Con la historia de Juego de Tronos expandiéndose en precuelas y spin offs, ¿Le gustaría volver a interpretar a Ser Davos si deciden hacer un spin off con personajes que ya conocemos?

Todo depende… Cuando mi agente me llamó por primera vez y me dijo que me iba a enviar un guión, que se trataba de Juego de Tronos y estaba basado en un libro de fantasía… Le dije, “espera”, y entonces me dijo “dragones”, y yo no me lo tomé muy bien. Le dije a mi agente de inmediato que no me interesaba. Pero él me dijo que esperase. Era HBO, la gente que había hecho The Wire o Los Soprano, así que accedí a que me mandase el guión. Lo leí y pensé que era un guión precioso. No trataba de dragones.

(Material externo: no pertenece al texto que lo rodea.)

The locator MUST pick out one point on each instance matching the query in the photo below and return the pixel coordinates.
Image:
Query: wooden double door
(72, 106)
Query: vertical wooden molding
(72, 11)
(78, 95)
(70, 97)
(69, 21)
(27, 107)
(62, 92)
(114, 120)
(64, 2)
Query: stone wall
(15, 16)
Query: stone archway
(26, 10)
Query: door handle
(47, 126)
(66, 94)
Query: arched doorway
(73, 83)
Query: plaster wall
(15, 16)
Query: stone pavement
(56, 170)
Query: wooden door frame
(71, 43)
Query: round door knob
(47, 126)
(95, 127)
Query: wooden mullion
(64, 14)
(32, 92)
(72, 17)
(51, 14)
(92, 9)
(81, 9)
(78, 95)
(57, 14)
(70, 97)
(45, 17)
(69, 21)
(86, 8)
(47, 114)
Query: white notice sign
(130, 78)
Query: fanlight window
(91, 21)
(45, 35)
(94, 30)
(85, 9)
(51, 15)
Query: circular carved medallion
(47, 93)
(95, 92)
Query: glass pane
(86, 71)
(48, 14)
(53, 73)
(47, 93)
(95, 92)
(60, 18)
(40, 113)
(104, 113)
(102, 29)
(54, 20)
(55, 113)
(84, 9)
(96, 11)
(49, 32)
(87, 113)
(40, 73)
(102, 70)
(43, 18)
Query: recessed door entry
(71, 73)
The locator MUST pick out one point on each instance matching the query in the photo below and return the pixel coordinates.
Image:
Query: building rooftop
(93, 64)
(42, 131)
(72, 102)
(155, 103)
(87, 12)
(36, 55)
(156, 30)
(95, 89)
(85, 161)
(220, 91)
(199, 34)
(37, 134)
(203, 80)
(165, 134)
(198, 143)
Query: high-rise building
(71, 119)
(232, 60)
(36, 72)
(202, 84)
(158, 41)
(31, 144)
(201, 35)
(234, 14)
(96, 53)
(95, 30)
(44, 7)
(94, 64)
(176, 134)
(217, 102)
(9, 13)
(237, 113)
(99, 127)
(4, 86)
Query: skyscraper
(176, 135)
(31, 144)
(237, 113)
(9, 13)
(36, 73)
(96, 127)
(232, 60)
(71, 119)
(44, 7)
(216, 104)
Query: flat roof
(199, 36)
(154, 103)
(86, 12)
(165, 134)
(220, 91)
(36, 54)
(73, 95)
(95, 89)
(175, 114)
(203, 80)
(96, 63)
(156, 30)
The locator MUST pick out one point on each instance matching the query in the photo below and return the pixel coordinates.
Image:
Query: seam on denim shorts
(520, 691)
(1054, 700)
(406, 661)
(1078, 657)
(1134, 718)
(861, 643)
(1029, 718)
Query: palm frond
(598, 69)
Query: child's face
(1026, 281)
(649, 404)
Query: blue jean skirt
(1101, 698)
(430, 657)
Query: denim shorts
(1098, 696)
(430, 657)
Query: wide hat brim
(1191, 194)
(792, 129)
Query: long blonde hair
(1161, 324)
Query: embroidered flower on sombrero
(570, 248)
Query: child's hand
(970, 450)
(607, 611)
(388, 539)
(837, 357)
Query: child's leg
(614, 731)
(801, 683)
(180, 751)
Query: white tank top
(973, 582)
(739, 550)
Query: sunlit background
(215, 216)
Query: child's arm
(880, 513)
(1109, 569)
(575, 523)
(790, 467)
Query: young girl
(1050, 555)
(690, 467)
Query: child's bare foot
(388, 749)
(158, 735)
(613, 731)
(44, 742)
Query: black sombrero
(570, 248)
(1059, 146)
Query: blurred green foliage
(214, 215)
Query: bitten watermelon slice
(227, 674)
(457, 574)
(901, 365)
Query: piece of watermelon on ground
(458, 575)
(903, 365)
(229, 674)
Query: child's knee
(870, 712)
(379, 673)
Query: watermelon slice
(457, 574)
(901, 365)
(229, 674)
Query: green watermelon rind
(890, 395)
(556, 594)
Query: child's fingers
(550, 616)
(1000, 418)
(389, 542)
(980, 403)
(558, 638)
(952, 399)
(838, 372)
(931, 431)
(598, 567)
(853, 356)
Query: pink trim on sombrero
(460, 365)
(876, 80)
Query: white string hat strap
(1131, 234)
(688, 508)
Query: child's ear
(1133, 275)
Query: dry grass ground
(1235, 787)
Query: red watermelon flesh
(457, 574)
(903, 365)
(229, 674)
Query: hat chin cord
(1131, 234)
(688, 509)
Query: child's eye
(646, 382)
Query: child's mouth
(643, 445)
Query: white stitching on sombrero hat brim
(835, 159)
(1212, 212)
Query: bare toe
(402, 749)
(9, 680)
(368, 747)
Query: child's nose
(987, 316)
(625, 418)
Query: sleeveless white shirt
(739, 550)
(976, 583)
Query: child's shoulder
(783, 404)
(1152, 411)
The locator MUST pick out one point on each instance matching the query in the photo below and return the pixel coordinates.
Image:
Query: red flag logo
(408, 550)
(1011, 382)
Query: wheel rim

Trataba sobre el poder, la familia, el legado… Hasta qué punto se está dispuesto a llegar por mantener ese poder. Y además servía de espejo de la realidad, de aquellos que son dejados atrás por los poderosos. Lo encontré increíblemente interesante. Los personajes estaban bellísimamente dibujados. Era una historia a la que no podía negarme. Así que eso es lo que busco cuando estoy trabajando. Una buena historia, un buen personaje que interpretar y que tenga sentido dentro de la historia. Si HBO vuelve a venir a mí con un spin off o una precuela, quizá incluso en un personaje distinto, y lo leo y creo que puedo aportarle algo, entonces siempre estaré interesado. Nunca descarto nada.